I gulped as his hands moved to cup my face.

“I feel your breathing. I feel your heartbeat. I feel the tension in the air, the scent of your body, the rhythm of your pulse—I feel it all.”

I exhaled slowly through my mouth, worried that I’d ruin that look of bliss on his face by breathing too loud.

“But mostly…” A smile crept across his face. “I feel you and me.”

“Us.”

“Yeah, us.” His hands trailed down my neck, resting on my shoulders.

“I think I’m going to keep you.” I smiled, licking my lips.

He sobered. “I’ve never been kept before.”

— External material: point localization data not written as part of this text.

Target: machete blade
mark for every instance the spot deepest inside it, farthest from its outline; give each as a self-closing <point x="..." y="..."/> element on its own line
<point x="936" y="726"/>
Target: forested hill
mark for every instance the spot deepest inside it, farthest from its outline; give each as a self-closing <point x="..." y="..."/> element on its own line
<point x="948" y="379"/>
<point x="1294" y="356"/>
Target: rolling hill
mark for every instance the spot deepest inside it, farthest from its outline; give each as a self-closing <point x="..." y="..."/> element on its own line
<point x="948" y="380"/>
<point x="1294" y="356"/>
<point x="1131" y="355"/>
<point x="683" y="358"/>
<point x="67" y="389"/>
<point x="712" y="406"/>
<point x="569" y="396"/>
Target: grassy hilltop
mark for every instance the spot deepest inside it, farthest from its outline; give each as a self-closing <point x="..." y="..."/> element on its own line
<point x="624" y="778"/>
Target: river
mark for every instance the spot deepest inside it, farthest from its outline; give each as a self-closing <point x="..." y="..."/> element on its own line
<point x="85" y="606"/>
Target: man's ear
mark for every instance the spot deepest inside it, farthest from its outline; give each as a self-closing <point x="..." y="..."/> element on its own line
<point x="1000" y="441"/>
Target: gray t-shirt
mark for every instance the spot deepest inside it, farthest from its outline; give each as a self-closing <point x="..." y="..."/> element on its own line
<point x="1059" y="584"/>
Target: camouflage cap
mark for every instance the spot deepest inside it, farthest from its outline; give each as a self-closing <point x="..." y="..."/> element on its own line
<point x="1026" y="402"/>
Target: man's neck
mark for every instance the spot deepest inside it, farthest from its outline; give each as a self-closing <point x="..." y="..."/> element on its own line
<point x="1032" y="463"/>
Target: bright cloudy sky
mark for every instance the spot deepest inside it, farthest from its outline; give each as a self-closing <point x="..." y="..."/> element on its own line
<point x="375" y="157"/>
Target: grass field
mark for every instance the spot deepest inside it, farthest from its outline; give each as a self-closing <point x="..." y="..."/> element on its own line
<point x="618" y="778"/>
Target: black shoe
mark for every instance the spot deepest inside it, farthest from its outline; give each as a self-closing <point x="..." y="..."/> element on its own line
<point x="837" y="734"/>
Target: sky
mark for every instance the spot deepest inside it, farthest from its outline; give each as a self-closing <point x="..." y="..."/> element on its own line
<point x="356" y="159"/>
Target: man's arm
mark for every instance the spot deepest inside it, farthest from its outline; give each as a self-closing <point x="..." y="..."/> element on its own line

“Well…” I crawled into his lap and wrapped my legs around his waist. “Now you are.”

His eyes crinkled at the sides as his smile widened. “I think I like this idea of being kept.”

“I’ll be sure to administer the daily marshmallow allotment before and after bed.” I nodded encouragingly.

“Oh, baby.” His knuckles grazed my sides, his hands spreading across my skin causing goose bumps to flare everywhere. “I love the sound of that.”

“I knew you would.”

“What about marshmallow trails to bed? Are those out too? Because I’m really good with positive reinforcement.”

My cheeks heated. “Yeah. I bet.”

“Stay.” His forehead touched mine, chest heaving, he kissed me across the mouth. “Stay.”

“I will.”

He nodded and then I was drowning in his deep kisses, my body already responding to his, ready for whatever he had to give me.

Chapter Twenty-Nine

Zane

I WAS FLYING.

Every time she gave herself to me—which by the time five a.m. rolled around, had already been twice more, I was flying.

Each experience was different.

Each kiss evolved.

Each touch transformed into something more meaningful. Something that meant a hell of a lot more than a twenty-four-hour booty call.

She was breathing deep, her wild hair falling across her face, kissing her barely parted lips.

I leaned down and kissed her forehead then walked over to my guitar and picked it up.

I processed things differently than most people. Therapy had never worked for me because talking about the anxiety had always made it worse, almost like this weird paranoia that if I talked about it, it made it more real, so I kept it to myself.

But talking to Fallon felt freeing.

Like I could trust her with the deepest darkest parts of me, and she’d still hold my hand.